Доводилось ли вам обнаружить такую же глубину у других польских авторов?
У Норвида.
А у современных авторов — например, у Гомбровича, который оказал очень серьезное влияние на молодую польскую интеллигенцию…
Это понятно, но для меня Гомбрович — при том, что я люблю "Фердыдурку" и… как называется та, другая? Забыл…
"Космос, порнография".
Хотя мне это нравится, все же, на мой взгляд, у Гомбровича — в силу обстоятельств, скорее даже вопреки этим обстоятельствам, — у него очень много выжатого из себя. Он был очень литературным человеком, это определенный темперамент, в чем-то он мне противоположен — я не пишу так много. Я вовсе не горжусь этим, скорее, я отношусь к себе как к такому господину, который на досуге сочиняет стихи или пьесу. А Гомбрович, мне кажется, для него литература и была жизнью, и он воспринимал себя и свои несчастья слишком всерьез. Но это ничуть не умаляет Гомбровича. Просто это мой взгляд на вещи.

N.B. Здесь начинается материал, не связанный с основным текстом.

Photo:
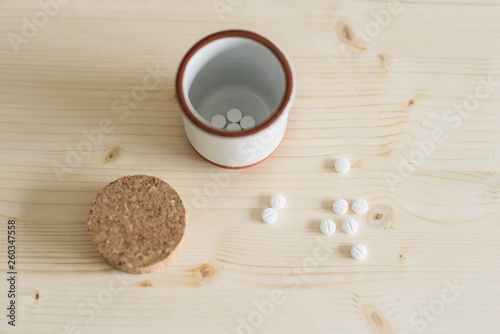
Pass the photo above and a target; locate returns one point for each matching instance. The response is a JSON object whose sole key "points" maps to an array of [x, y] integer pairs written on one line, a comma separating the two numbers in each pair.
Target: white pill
{"points": [[234, 115], [277, 202], [328, 227], [233, 127], [218, 121], [359, 252], [360, 206], [340, 206], [247, 122], [269, 216], [349, 226], [342, 165]]}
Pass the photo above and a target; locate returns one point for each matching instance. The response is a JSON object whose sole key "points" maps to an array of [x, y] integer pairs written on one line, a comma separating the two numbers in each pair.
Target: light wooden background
{"points": [[442, 223]]}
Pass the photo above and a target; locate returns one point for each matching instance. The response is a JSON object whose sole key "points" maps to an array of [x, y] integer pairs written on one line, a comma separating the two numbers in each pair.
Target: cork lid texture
{"points": [[137, 222]]}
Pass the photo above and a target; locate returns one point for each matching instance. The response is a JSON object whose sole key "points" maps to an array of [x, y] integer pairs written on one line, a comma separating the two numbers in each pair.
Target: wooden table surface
{"points": [[408, 91]]}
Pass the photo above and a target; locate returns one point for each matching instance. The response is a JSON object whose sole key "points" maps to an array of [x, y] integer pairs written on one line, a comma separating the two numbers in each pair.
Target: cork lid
{"points": [[137, 222]]}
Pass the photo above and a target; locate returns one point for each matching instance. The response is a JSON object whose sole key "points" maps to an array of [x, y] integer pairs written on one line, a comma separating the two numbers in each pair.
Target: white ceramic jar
{"points": [[235, 69]]}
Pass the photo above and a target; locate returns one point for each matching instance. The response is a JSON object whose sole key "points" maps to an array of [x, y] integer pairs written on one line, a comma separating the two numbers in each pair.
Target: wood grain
{"points": [[373, 105]]}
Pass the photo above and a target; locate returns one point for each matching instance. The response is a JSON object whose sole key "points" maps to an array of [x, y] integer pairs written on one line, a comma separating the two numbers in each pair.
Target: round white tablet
{"points": [[359, 252], [247, 122], [349, 226], [342, 165], [218, 121], [327, 227], [234, 115], [269, 216], [233, 127], [277, 202], [360, 206], [340, 206]]}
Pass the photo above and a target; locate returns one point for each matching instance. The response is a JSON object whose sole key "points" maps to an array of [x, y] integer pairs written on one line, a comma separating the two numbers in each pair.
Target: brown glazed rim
{"points": [[225, 34]]}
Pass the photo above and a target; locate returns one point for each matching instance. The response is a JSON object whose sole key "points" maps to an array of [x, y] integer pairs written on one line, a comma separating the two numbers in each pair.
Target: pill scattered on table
{"points": [[218, 121], [277, 202], [247, 122], [342, 165], [233, 127], [360, 206], [327, 227], [349, 226], [234, 115], [359, 252], [340, 206], [269, 216]]}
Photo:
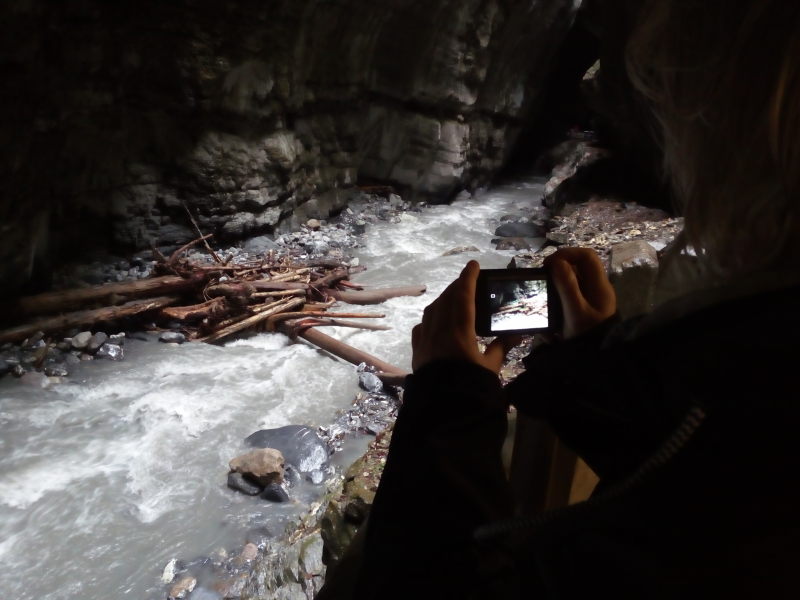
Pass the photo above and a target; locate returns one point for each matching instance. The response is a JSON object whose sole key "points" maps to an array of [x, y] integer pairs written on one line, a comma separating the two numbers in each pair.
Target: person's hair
{"points": [[723, 80]]}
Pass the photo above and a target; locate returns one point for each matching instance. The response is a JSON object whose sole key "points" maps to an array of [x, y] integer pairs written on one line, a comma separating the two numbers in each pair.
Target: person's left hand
{"points": [[447, 330]]}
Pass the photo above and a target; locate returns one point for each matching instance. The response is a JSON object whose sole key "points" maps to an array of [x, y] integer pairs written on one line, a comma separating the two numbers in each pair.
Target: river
{"points": [[107, 476]]}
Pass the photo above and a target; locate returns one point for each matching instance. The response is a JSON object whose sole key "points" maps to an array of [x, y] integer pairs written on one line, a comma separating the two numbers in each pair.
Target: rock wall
{"points": [[116, 115]]}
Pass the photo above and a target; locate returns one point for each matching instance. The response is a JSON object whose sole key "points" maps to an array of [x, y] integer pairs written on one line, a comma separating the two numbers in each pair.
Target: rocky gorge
{"points": [[320, 128]]}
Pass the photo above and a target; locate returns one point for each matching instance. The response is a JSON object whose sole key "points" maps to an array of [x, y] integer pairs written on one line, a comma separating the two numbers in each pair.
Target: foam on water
{"points": [[106, 477]]}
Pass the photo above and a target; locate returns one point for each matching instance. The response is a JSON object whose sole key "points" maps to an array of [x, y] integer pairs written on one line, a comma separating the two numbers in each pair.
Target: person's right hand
{"points": [[587, 297]]}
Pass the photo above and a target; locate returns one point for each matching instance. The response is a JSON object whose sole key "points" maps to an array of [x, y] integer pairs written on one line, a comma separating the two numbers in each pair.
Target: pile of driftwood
{"points": [[212, 301]]}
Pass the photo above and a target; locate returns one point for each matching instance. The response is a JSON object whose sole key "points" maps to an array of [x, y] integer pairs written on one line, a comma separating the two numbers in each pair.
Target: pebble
{"points": [[97, 340], [274, 493], [172, 337], [111, 352], [80, 340]]}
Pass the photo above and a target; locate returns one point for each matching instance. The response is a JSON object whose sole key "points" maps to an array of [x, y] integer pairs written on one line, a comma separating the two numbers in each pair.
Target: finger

О других польских авторах… Думаю, что вообще одним из самых сильных моих впечатлений был Норвид. Я перевел Норвида на русский. Не так много, шесть-семь стихотворений, правда довольно больших. И наверное, я не знаю ни на одном языке стихотворения более великого, чем его "Скорбный рапорт, памяти генерала Бема". Я помню это стихотворение наизусть — но только это стихотворение. Просто его голос — он намечает вектор трагедии. Для меня он более значительный поэт, чем Бодлер, принадлежащий тому же периоду. Найти в человеке прошлого века подобный строй чувств — нечто совершенно ошеломляющее. В Риме на виа Систина бок о бок стоят дома, и на них — мемориальные таблички. На одной написано: здесь с такого-то по такой-то год, при этом годы одни и те же или, может, есть разница в год-два, они почти пересеклись, — здесь жил Норвид, а рядом — рядом жил Николай Гоголь.
А что вы думаете о поэзии Херберта?
Я переводил Херберта. Я бесконечно люблю Збигнева, и вам в Польше необычайно повезло, что в одном веке, даже в еще более коротком промежутке, у вас были поэты такой величины, как Милош и Херберт. Я бы еще прибавил для полноты картины Шимборску, хотя у нее не все одинаково хорошо, но есть потрясающие стихи. Хотел бы я, чтобы мне предложили сделать подборку из нее. Говоря о Херберте и Милоше, я не могу сказать, что кто-то из них лучше другого и т. д., — на этих высотах уже не существует иерархии. Я бы сказал, что для меня Милош куда большее метафизическое явление, чем Херберт, хотя мне не хотелось бы жить с поэзией одного Милоша, без Херберта. То есть на самом деле я больше ценю Милоша, а присутствие Милоша заставляет меня больше ценить Херберта. И в конечном итоге Збигнев — великий эстет. Он как раз тот человек, чьи предпочтения, выбор определяются вкусом, а не моралью. Он сам где-то говорил об этом.